Uğur Ertaş
17 Février 2016•Mise à jour: 17 Février 2016
AA/ Ugur Ertas
L’Azerbaïdjan maintiendra ses niveaux actuels de production pétrolière pour répondre aux besoins nationaux et ne se joindra pas aux pays qui ont conclu, mardi, un accord de gel de la production, a indiqué le ministère azerbaïdjanais de l’Energie.
«L’Azerbaïdjan continuera sa production de pétrole brut afin de répondre aux besoins de sa demande intérieure. Le pays ne projette pas de geler les volumes de sa production» a indiqué, mardi, le ministère, cité par l’agence de presse gouvernementale Azertac.
La production pétrolière de l’Azerbaïdjan est en baisse depuis cinq ans, chutant à 848 mille barils par jour (bdp) en 2014, comparé à plus d’un million de bdp en 2010, d’après le rapport statistique sur l’énergie mondiale de la British Petroleum Company.
L’infrastructure vieillissante et la diminution des investissements font partie des principales raisons de cette baisse. Les revenus pétroliers constituent 90% des exportations de l’Azerbaïdjan.
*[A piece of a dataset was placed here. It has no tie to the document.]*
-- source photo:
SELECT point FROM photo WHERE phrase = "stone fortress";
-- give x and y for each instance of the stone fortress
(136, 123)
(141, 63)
Les quatre plus importants producteurs de pétrole du monde se sont accordés, mardi, à Doha, à geler leurs productions individuelles à leurs niveaux de janvier dernier, sous réserve que d’autres producteurs importants appliquent également la mesure.
D’après l’annonce du ministre qatari de l’Energie et de l’Industrie, faite à la suite d’une réunion quadripartite à Doha, le Venezuela, l’Arabie Saoudite, le Qatar et la Russie se sont accordés à appliquer cette décision en se basant sur la production du 11 janvier dernier.
Le ministre qatari Saleh al-Sada a souligné que la décision assurera une stabilité des prix du pétrole qui fluctuent depuis janvier 2014.
Cette mesure est une première en 15 ans de coopération entre membres et non membres de l’OPEP.